花日和 紫陽花
紫陽花が、色褪せはじめた。
紫陽花は、終わり方がしぶとい。
だんだんと色が抜けて
茶色く、しなしなになって
枯れ果てるまでそこにいる。
散り際が潔い桜と真反対だなあ…
とよく思ったものだ。
紫陽花は好きだけど、
その枯れ果てた姿を少し見苦しいと思って
紫陽花が色褪せはじめると
私は目を逸らすようになるのが常だった。
なんだか、私の未来のようだと思うのだ。
私は、本当は、桜のように美しいまま散る、潔い人間になりたかった。
けど、それは自分の性格からして無理だなあ、と割と早くから思っていた。
だから、色褪せた紫陽花をみると、私は汚くてもしぶとく居座る側の人間なんだと、何となく諦めにも似た気持ちが思い起こされたのだ。
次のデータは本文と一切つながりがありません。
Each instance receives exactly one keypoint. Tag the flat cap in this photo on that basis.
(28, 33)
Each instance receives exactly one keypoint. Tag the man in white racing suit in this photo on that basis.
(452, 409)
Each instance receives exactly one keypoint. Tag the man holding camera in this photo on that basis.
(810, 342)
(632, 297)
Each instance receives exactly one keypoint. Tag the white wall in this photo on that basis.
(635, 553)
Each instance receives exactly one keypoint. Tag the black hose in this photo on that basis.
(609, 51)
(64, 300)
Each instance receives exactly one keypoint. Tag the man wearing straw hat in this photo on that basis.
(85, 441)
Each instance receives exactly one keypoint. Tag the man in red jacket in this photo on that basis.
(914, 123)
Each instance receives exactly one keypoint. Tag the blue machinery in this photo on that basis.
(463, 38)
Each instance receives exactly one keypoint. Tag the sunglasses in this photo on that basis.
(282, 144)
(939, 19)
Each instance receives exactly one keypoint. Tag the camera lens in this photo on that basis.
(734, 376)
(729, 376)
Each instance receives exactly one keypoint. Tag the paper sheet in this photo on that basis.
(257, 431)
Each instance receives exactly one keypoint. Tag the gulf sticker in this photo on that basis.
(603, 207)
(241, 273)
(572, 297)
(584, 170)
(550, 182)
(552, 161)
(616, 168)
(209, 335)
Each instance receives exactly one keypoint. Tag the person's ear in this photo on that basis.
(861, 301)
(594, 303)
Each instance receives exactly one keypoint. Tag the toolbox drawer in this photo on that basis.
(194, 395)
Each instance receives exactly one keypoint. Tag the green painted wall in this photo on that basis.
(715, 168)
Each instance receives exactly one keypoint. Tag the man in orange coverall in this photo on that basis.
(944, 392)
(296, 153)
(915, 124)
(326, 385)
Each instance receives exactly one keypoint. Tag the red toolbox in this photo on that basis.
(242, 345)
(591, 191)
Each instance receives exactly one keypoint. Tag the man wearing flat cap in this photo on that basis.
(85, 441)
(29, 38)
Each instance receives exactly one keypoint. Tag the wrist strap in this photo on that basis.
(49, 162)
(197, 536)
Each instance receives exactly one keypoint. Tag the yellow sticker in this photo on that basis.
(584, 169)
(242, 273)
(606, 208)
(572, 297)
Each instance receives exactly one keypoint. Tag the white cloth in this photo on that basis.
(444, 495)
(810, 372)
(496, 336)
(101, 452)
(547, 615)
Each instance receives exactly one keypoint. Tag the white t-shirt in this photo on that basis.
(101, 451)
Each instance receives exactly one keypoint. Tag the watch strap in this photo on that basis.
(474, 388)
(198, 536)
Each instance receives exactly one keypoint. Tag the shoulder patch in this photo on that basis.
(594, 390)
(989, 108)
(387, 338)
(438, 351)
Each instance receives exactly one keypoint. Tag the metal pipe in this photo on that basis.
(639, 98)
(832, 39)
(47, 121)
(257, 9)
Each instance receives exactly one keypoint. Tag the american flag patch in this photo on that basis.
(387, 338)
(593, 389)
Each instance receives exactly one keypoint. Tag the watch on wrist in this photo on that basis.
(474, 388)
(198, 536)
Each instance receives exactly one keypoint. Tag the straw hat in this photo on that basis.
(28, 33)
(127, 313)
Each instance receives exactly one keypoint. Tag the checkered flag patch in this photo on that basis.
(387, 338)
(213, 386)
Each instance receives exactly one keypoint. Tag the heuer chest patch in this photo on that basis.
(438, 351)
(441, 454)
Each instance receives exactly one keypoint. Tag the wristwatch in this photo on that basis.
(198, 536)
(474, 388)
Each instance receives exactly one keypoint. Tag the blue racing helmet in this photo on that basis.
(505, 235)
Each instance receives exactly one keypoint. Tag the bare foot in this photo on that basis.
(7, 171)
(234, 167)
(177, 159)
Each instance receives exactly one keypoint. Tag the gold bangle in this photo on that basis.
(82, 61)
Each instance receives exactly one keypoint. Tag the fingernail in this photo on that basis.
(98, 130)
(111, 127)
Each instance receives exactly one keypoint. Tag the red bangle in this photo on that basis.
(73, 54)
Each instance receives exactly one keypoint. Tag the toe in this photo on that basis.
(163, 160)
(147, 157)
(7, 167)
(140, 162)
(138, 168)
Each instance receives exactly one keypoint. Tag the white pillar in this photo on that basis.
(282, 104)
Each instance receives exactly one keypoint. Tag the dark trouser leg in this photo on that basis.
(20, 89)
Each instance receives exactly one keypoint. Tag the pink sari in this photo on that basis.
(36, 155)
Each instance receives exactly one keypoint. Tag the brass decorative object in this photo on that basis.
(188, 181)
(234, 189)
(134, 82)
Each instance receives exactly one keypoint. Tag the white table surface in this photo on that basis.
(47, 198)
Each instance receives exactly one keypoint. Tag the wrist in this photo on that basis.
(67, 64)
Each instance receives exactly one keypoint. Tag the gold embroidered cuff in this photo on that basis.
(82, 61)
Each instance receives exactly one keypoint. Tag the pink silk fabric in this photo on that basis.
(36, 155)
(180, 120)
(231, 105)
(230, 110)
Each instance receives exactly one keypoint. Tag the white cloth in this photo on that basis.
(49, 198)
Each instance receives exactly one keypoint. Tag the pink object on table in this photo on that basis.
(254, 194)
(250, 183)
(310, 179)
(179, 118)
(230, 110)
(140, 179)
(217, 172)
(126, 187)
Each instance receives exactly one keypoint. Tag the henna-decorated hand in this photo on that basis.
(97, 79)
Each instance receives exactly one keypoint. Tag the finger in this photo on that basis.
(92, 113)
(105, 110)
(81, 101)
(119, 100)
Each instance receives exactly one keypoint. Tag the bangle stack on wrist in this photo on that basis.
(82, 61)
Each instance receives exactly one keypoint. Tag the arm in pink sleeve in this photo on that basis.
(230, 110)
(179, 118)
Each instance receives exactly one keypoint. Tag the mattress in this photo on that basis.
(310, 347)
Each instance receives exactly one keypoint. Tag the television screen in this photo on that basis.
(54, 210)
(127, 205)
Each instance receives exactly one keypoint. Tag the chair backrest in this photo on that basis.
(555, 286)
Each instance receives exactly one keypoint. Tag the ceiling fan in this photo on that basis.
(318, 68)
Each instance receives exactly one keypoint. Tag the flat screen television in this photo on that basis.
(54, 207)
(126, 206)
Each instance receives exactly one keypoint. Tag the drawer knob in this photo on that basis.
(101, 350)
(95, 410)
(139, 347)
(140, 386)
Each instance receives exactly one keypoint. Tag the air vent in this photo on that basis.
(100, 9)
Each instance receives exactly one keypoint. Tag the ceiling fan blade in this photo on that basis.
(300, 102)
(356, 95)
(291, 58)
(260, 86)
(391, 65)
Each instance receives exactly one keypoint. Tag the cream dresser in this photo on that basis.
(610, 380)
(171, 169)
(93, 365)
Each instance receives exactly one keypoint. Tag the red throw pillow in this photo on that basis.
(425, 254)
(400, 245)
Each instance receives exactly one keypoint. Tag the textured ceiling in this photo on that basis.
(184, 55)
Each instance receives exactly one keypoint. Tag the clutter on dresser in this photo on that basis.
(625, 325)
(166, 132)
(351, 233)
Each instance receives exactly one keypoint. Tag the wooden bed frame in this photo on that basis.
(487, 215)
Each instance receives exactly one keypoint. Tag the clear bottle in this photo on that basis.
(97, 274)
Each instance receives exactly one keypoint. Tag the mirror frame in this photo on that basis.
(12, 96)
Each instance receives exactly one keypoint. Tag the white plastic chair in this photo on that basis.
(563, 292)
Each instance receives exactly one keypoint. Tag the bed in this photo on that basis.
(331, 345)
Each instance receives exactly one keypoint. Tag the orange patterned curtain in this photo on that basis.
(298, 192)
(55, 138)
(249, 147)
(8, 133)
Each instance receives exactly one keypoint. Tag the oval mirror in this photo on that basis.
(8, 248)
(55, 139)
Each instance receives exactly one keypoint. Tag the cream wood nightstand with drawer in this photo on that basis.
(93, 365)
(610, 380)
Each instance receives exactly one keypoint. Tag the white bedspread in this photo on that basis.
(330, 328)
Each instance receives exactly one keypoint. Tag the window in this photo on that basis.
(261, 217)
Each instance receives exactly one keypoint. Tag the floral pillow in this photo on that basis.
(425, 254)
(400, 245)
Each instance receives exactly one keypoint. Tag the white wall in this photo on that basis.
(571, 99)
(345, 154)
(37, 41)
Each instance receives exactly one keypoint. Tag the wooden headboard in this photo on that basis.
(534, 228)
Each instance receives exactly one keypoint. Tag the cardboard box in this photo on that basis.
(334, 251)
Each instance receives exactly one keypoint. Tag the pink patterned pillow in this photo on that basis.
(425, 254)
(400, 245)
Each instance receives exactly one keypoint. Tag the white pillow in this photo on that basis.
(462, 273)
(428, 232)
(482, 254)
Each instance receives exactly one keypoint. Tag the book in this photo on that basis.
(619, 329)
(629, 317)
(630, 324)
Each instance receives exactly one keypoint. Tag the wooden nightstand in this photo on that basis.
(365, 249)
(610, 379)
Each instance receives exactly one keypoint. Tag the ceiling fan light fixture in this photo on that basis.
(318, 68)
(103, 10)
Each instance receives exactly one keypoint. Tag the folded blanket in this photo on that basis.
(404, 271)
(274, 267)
そんな季節が今年もまたやってきて、紫陽花から視線を逸らし始めた或る日。
インスタをボーッと眺めていたら
少し褪せた紫陽花の写真と一緒に
「朽ちてきた色も素敵だよね」
という言葉をみつけて驚いた。
さらには、最近「秋色あじさい」という名前で、色褪せた紫陽花が売られているらしい。
そんなオシャレな…と画像検索した写真たちを見て、思い出した。
去年のドイツ旅行で、私はこの秋色あじさいに出逢っている。
シャビー風のインテリアとかにピッタリであろう、オシャレなドライフラワーの紫陽花。
ドイツの花屋で、とてつもなく素敵だと感じて写真を撮った覚えがある。
私は慌ててカメラロールを探した。
もしかしてコレか。コレのことなのか。
コレは、色褪せた紫陽花だったのか。
この紫陽花を見たとき、私は色褪せたと思わなかった。
カラフルだな、と。
そう思ったはずだ。
色が褪せることで、カラフルになっていたなんて。
もしかしたら、
30歳になって、仕事を辞めた私も
色褪せていく過程で、こんなふうにカラフルになれるんだろうか。
だとしたら、
私は紫陽花でいい。
紫陽花のほうがいい。
今年の紫陽花からは、
目を逸らさずにいよう。
褪せていく日々がカラフルであるといい。